En una extensa entrevista, el diputado Arturo Borelli, primer referente del PO en advertir la crisis en gestación de su ex partido, explica por qué no es parte de la mediática interna trotskista, cuenta sobre algunos proyectos pendientes hasta fin de año, su visión del país y su futuro político.

Cuando rompiste con el PO, ellos sostuvieron que “te habías pasado al carrerismo político, se borocotizó, dijeron…

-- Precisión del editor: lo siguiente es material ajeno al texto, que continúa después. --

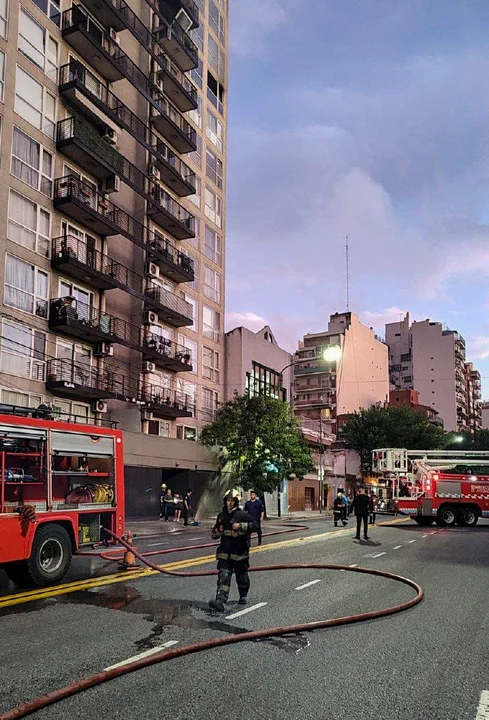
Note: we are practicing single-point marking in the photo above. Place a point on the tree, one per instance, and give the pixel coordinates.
(395, 427)
(260, 436)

– De ninguna manera, el PO piensa que ellos son la única oposición. En mi documento de salida del PO dije que la izquierda estaba en crisis producto de carecer de una propuesta de gobierno consistente. Al principio la gente te vota porque sos lo nuevo pero en la medida que pasa el tiempo se espera más de uno y la izquierda no lo pudo dar. Este agotamiento no trajo reflexiones, por el contrario, empezaron hace un par de años los pases de factura entre un grupo del PO referenciado en Altamira y otro en Pitrola/Solano. Ninguno arroja luz sobre qué es lo que deberían hacer los trabajadores en esta crisis pero sí mostraron que se están matando por candidaturas, locales y sellos.

Terminás tu diputación a fin de año y no estás en ninguna lista ¿te llamaron de algún espacio?

– Así es, no soy candidato por ningún frente. Por supuesto que me llamaron y no dejé de reunirme con todos para escuchar sus puntos de vista, pero no hubo acuerdo porque mi experiencia con el PO me lleva a la conclusión de que una lista debe ser una propuesta y un plan concreto y eso no cuajó. No me interesa el cargo por el cargo mismo.

¿Y por qué decidiste quedarte con la banca?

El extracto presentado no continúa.